Las doce uvas, las campanadas y el
champán a las 00:00:00 son el epítome de esta extrañeza que comparto con mucha
más gente del hoy y también del ayer. La humanidad ha tenido siempre una
obsesión con el tiempo. Desde Aristóteles y Newton hasta Einstein. Lo dividimos
en años, meses, días, horas y segundos para comprenderlo. Fabricamos relojes de
arena, agua, fuego, sol y cuarzo para medirlo. Lo representamos en cine y
literatura con viajes al pasado y futuro. Nos regimos por él, lo adaptamos a
nuestras necesidades y lo dotamos de una dimensión psicológica que nos invita a
regenerarnos y mejorar mientras consumimos los minutos que se nos han
dado.
¿Seré cronófoba? ¿Odio el tiempo?
Si lo soy, no soy la única. Los inuits que habitan en el Ártico oriental canadiense
carecen de palabras en inuktitut para definir el concepto del tiempo y hasta la
llegada de los misioneros, este se seguía midiendo por las estaciones, los
astros y las migraciones animales. Los pirahãs son una tribu amazónica que
ignora la edad y viven anclados en el presente, sin palabras para los números y
siendo pioneros en centrarse en el ahora. El tiempo es para ambas tribus algo
leve, no les pesa ni les agobia. Es un mero fluir. Qué envidia. Cada hito
temporal no les supone una obligación de reciclarse, regenerarse o escribir
listas de buenos propósitos incumplibles. Ni inuits ni pirahãs necesitan
ponerse metas y objetivos porque no les pesa la losa del tiempo.
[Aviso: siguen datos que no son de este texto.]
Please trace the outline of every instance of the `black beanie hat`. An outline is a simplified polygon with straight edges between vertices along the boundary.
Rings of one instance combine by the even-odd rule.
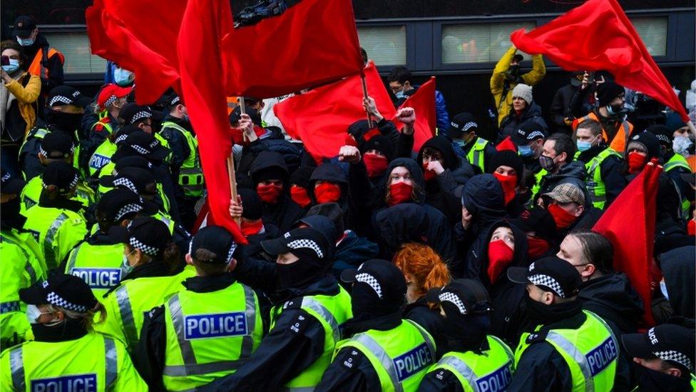
[[[624,92],[625,91],[623,87],[616,84],[613,81],[608,80],[597,87],[597,100],[600,106],[605,106],[619,94]]]
[[[251,189],[237,189],[237,194],[242,198],[242,217],[252,221],[260,219],[263,205],[259,195]]]
[[[648,150],[648,161],[652,158],[660,157],[660,141],[652,132],[645,131],[634,135],[626,145],[627,150],[631,143],[640,143],[645,147],[645,149]]]
[[[515,169],[517,172],[517,185],[522,181],[522,173],[524,170],[524,164],[522,163],[522,158],[515,151],[510,150],[503,150],[493,154],[491,157],[491,163],[488,164],[488,169],[493,173],[498,166],[506,166]]]
[[[383,135],[375,135],[365,141],[360,148],[360,151],[365,154],[367,150],[377,150],[382,151],[387,156],[387,160],[391,161],[394,158],[394,148],[389,139]]]

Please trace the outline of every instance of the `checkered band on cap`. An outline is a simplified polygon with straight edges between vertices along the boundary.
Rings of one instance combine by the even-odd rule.
[[[355,280],[356,281],[367,283],[367,286],[372,288],[372,290],[374,290],[374,292],[377,294],[377,296],[379,297],[379,299],[382,298],[382,286],[379,286],[379,282],[377,281],[377,279],[374,276],[372,276],[367,272],[363,272],[356,275]]]
[[[288,243],[287,247],[291,249],[309,248],[309,249],[314,251],[319,258],[324,258],[324,252],[322,251],[322,249],[319,247],[319,245],[310,239],[302,238],[291,241],[290,243]]]
[[[444,293],[440,293],[440,295],[437,296],[440,302],[449,302],[454,304],[455,306],[459,309],[459,313],[461,314],[466,314],[466,306],[464,306],[464,303],[459,299],[459,297],[456,296],[454,293],[451,293],[449,291],[445,291]]]
[[[558,281],[548,275],[537,273],[536,275],[532,275],[527,278],[534,286],[543,286],[545,287],[548,287],[556,292],[559,297],[566,298],[566,293],[563,291],[563,289],[561,288],[561,285],[558,283]]]
[[[116,213],[116,216],[113,217],[114,221],[120,221],[121,218],[127,213],[130,213],[131,212],[140,212],[143,211],[143,206],[140,204],[135,204],[131,203],[130,204],[126,204],[118,210]]]
[[[48,293],[48,296],[46,297],[46,300],[48,302],[48,303],[64,308],[68,311],[84,313],[89,310],[87,306],[83,305],[77,305],[76,303],[68,302],[67,301],[61,298],[61,296],[56,294],[53,291]]]
[[[682,365],[690,371],[693,370],[693,368],[691,367],[691,360],[689,359],[689,357],[679,351],[669,350],[667,351],[653,351],[652,353],[662,361],[672,361]]]
[[[113,186],[125,186],[125,187],[128,188],[128,189],[130,189],[131,191],[133,191],[133,193],[134,193],[134,194],[137,194],[138,193],[138,189],[135,188],[135,184],[133,184],[133,181],[131,181],[130,180],[129,180],[129,179],[126,179],[125,177],[121,177],[120,179],[116,179],[113,180]]]
[[[133,115],[133,118],[130,119],[130,124],[133,124],[134,122],[137,121],[138,120],[140,120],[140,119],[149,119],[150,117],[152,117],[151,113],[150,113],[149,111],[141,110]]]
[[[128,243],[130,243],[130,246],[133,246],[133,248],[136,249],[140,249],[141,252],[143,252],[143,253],[148,256],[157,256],[158,252],[159,252],[160,251],[159,249],[155,248],[154,246],[150,246],[149,245],[145,245],[143,243],[135,237],[130,237],[130,238],[128,239]]]
[[[73,103],[73,100],[65,96],[56,95],[51,99],[51,101],[48,102],[48,106],[52,106],[56,102],[62,102],[66,105],[70,105]]]

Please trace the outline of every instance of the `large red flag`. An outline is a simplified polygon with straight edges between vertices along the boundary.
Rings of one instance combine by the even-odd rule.
[[[416,124],[414,124],[414,149],[419,151],[423,144],[433,137],[436,127],[435,118],[435,76],[424,83],[418,90],[409,96],[401,108],[411,107],[416,111]],[[396,119],[396,115],[392,119],[399,131],[404,124]]]
[[[510,36],[517,49],[542,54],[568,71],[606,70],[619,84],[689,117],[616,0],[588,0],[548,24]]]
[[[393,118],[394,104],[374,64],[370,64],[364,73],[367,94],[380,114]],[[362,99],[362,82],[355,75],[290,97],[277,104],[273,111],[287,134],[302,140],[315,159],[331,158],[345,145],[348,126],[366,119]]]
[[[655,242],[655,197],[662,168],[650,162],[609,206],[592,228],[614,246],[614,268],[628,276],[643,298],[644,318],[650,310],[650,266]]]
[[[269,98],[362,69],[350,0],[302,0],[222,41],[229,96]]]
[[[232,138],[225,94],[220,88],[224,76],[219,46],[232,26],[229,4],[227,0],[189,0],[178,40],[180,71],[205,176],[208,221],[225,226],[237,243],[247,243],[230,216],[230,182],[225,164],[232,151]],[[198,61],[187,61],[190,59]]]
[[[141,9],[145,3],[148,12]],[[178,86],[177,20],[183,6],[183,0],[95,0],[85,12],[92,53],[135,74],[135,99],[141,104]],[[157,17],[148,16],[153,14]]]

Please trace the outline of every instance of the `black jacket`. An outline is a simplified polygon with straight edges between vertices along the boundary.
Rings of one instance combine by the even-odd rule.
[[[312,295],[334,296],[338,292],[338,283],[329,277],[304,290],[293,291],[288,299]],[[292,302],[299,305],[302,301]],[[322,355],[324,340],[324,327],[319,320],[299,307],[289,306],[275,319],[273,329],[256,351],[234,374],[218,378],[200,390],[280,390]]]

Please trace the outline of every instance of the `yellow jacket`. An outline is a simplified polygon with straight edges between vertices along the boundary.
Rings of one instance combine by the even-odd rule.
[[[510,113],[510,108],[512,106],[512,89],[517,85],[516,83],[510,84],[510,88],[508,89],[504,98],[504,103],[502,103],[501,100],[503,99],[505,73],[510,68],[510,61],[512,61],[512,58],[516,52],[517,48],[510,46],[508,51],[505,52],[505,54],[501,57],[498,64],[496,64],[496,68],[493,70],[493,76],[491,76],[491,93],[493,94],[493,98],[496,101],[496,106],[498,108],[498,126],[500,126],[500,123],[503,121],[503,119]],[[543,79],[546,74],[546,66],[544,66],[543,59],[541,54],[535,54],[532,56],[532,70],[522,75],[522,80],[524,81],[525,84],[534,86],[541,81],[541,79]]]

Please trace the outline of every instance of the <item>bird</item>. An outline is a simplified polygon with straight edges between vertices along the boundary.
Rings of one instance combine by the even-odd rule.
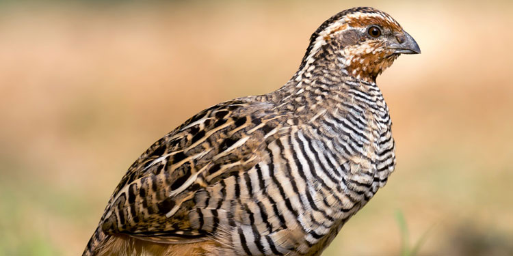
[[[83,255],[321,255],[394,171],[376,78],[418,53],[384,12],[334,15],[282,87],[208,108],[142,154]]]

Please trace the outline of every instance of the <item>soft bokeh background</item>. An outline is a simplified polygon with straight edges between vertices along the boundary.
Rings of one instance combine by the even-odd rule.
[[[324,255],[419,240],[420,255],[513,255],[511,1],[235,0],[0,2],[0,255],[81,254],[148,145],[280,87],[317,26],[357,5],[392,15],[422,54],[378,78],[397,171]]]

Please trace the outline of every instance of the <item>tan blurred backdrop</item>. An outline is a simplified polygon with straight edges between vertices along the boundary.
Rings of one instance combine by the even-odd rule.
[[[406,255],[419,240],[420,255],[513,255],[507,1],[0,2],[0,255],[81,254],[148,146],[280,87],[311,33],[357,5],[390,14],[422,54],[378,78],[396,171],[324,255]]]

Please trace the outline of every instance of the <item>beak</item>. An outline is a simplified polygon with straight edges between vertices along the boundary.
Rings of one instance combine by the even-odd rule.
[[[415,40],[406,31],[403,31],[404,34],[396,36],[397,43],[394,43],[389,46],[389,48],[393,49],[394,53],[403,54],[419,54],[421,53],[421,48],[417,44]]]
Hasta que consiga mi pasaporte
inuit, cada 31 de diciembre intento enfrentarme al tiempo a mi manera. Esa
tarde me doy un paseo y voy al cine. No compro palomitas (la única vez que no
lo hago, por la cena de después) y me evado durante un par de horas. Es así,
con la mente despejada y habiendo relativizado esa nostalgia que trae el que un
año se acabe, como me veo más capaz para empezar otro que me mira desafiante.
Mi estrategia de distracción del tiempo suele funcionar y aunque no sea una
gran cinéfila (una vez confesado que no me gustan las uvas ya cuento todo) ese
día consigo centrarme en la película y meterme en ella profundamente.
Digo suele porque este año no ha
sido así. Fue culpa de Anthony Hopkins y Olivia Colman en la película El
Padre. Sufrimiento, confusión, agobio, miedo, tristeza, o incluso esa
nostalgia magnificada fueron las sensaciones con las que salí de la sala. ¿El
motivo? Un drama que te lleva a vivir en primera persona los efectos de la
demencia y el envejecer. Un retablo de las trampas del tiempo. Anthony como un
padre enfermo de Alzheimer y Olivia como una hija que procura ayudarle
contratando una asistenta para él. Esta Nochevieja el paso del tiempo me ha
abatido por partida doble. Tratando de no ser consciente de su paso, me he
topado con él de lleno. Como se dice en castellano, “¿no quieres caldo? pues
toma dos tazas”.
Anthony, el protagonista de la
película, tiene Alzheimer. Es una enfermedad de la memoria y de la conciencia
del tiempo. El personaje y su entorno sufren por su pérdida. Es brillante como
el director consigue con apenas seis actores y sin salir de un piso, que
sientas la angustia del enfermo de Alzheimer al deteriorarse. Y del mismo modo
la angustia de su hija que percibe y siente el dolor de su padre. Tratando de
escapar de la obligatoria y estresante reflexión anual de fin de año, me empaché
con dos horas de drama sobre las consecuencias de la pérdida de conciencia del
tiempo. He sentido más cerca que nunca el paso de los años. Me he dado
cuenta de la tristeza de no recordar el pasado, de la importancia de exprimir
el presente y de la necesidad de adueñarse del futuro.
Cortázar otra vez: Cuando te
regalan un reloj “Te regalan -no lo saben, lo terrible es que no lo saben-,
te regalan un nuevo pedazo frágil y precario de ti mismo, algo que es tuyo pero
no es tu cuerpo, que hay que atar a tu cuerpo con su correa como un bracito
desesperado colgándose de tu muñeca. (....) No te regalan un reloj, tú eres el
regalado, a ti te ofrecen para el cumpleaños del reloj”.
Finalmente no venderé el reloj.
Quito el anuncio. He decidido quedarme este pequeño infierno florido,
precisamente porque me recuerda el paso del tiempo. Y también porque me
lo regaló mi Padre y de eso no quiero olvidarme.